With the second series still on the television a number of characters have been introduced, which I don’t believe are in the show, that said the books are self referential to the series, so it puts these stories somewhere during or after the second series. Although the three books are linked - I already made the mistake of reading them in reverse order, the number on the books spine should have given it away - they work equally well as stand-alone novels.

Out of the three novels Guerrier has gone for a combination of a murder mystery and haunted house theme and while there is humour in the book The Road is an altogether darker piece of prose.

The story starts with a Ghost coming back through the door. At first Gemma seems to be a lost soul in need of help and George, ever the gentleman, thinks the house trio should do just this. Annie has other ideas, as Gemma slowly starts to take over the house, her occasional lapses of niceness even has Mitchell digging in the hospital's archives to discover the connection between Gemma’s son's (Lee) suicide and a group of kids who lapsed into comas after they ingested dodgy drugs.

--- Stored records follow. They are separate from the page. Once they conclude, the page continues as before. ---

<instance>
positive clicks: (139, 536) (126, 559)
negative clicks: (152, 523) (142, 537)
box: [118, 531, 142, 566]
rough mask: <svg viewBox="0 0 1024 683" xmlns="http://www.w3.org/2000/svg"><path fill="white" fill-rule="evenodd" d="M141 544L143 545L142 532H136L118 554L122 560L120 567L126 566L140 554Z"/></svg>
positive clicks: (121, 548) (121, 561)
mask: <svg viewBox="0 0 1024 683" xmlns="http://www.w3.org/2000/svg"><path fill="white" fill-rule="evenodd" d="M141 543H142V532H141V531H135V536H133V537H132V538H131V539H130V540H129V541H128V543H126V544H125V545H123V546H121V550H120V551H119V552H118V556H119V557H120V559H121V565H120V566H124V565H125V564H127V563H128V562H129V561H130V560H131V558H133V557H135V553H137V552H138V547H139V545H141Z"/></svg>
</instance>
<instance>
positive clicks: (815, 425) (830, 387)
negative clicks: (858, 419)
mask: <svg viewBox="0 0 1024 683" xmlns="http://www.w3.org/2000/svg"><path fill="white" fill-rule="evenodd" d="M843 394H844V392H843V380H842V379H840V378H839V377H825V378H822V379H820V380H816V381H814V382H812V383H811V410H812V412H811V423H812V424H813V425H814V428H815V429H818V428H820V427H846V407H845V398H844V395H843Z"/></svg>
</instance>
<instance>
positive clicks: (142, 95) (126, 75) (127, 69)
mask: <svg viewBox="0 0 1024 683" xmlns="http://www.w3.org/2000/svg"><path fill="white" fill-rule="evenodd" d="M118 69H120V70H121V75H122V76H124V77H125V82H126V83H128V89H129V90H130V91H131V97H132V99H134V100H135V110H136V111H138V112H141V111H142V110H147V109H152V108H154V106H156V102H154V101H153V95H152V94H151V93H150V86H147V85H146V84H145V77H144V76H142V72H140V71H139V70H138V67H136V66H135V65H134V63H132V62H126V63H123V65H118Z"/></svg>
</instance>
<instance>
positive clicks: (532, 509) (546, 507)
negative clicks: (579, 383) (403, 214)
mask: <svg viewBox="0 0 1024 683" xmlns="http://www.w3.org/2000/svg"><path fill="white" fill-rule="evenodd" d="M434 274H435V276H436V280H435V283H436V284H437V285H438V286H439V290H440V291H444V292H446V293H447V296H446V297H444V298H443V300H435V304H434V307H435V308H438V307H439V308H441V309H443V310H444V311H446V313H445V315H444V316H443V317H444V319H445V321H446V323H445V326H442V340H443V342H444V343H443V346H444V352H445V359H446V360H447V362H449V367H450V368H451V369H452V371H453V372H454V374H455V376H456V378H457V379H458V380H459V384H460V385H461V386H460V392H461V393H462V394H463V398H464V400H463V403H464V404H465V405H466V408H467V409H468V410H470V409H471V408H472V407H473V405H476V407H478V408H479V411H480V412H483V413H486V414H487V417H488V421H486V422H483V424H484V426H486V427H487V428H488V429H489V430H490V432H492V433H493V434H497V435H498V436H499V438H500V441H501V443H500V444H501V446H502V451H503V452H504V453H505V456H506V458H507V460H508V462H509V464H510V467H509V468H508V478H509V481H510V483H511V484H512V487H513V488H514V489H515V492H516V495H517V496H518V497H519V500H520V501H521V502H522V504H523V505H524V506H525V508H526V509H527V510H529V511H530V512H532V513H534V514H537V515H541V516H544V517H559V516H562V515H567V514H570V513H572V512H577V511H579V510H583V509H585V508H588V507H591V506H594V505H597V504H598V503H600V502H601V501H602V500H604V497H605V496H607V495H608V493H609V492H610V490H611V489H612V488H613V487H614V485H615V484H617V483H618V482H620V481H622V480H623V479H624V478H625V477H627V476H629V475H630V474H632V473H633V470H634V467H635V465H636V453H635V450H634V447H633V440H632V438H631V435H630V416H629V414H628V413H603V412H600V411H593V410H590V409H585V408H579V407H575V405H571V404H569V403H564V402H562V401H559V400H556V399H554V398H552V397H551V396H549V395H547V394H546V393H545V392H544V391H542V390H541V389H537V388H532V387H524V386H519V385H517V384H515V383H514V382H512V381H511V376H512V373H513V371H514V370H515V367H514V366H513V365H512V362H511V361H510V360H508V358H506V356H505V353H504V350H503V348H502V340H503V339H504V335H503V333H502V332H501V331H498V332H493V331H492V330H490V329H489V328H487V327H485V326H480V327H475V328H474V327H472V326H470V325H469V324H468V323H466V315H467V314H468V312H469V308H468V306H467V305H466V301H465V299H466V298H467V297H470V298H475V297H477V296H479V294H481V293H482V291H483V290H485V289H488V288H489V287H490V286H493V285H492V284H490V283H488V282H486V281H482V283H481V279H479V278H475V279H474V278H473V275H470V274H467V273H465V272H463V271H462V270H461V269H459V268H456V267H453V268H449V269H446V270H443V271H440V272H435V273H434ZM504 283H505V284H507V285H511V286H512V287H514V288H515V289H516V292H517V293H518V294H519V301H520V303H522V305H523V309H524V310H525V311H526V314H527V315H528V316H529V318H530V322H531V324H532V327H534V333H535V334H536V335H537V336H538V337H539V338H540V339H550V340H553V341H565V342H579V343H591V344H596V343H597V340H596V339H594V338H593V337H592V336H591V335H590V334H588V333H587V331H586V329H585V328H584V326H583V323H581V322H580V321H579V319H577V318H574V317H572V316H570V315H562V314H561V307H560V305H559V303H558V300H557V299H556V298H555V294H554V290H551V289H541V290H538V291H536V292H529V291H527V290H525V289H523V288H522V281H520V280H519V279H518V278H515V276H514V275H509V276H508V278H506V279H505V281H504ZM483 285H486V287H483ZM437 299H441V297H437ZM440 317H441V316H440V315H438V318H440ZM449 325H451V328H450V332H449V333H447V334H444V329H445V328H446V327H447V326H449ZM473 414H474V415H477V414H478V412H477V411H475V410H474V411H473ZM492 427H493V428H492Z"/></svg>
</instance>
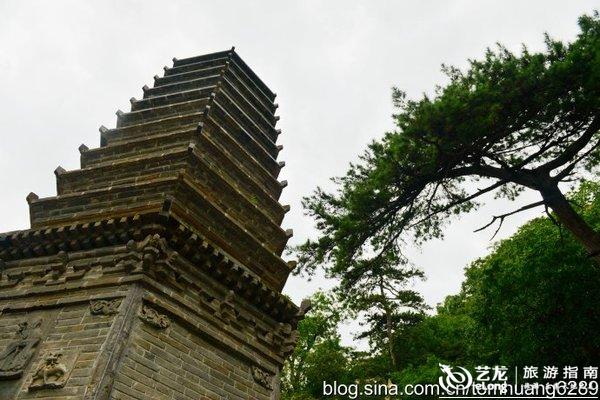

There were many things to like about the novel, not least of which was that Guerrier obviously approached the story not as a spin off, they are usually pretty linear and somewhat formulaic, but as a proper novel. Even though it is alluded to fairly early on in the narrative that there is something odd about Gemma’s reappearance, it came as a pleasantly genuine surprise when all the plot threads were drawn together.

Guerrier demonstrates a good eye for character and a good ear for dialogue; therefore the three main characters are true to their television counterparts. New characters are introduced which will run the length of the three novels. Kaz is more muted in the first book, but the seeds of George’s subsequent problems with fatherhood are sown here.

So an above average book for a tie-in and genuinely a pleasure to read just as a novel.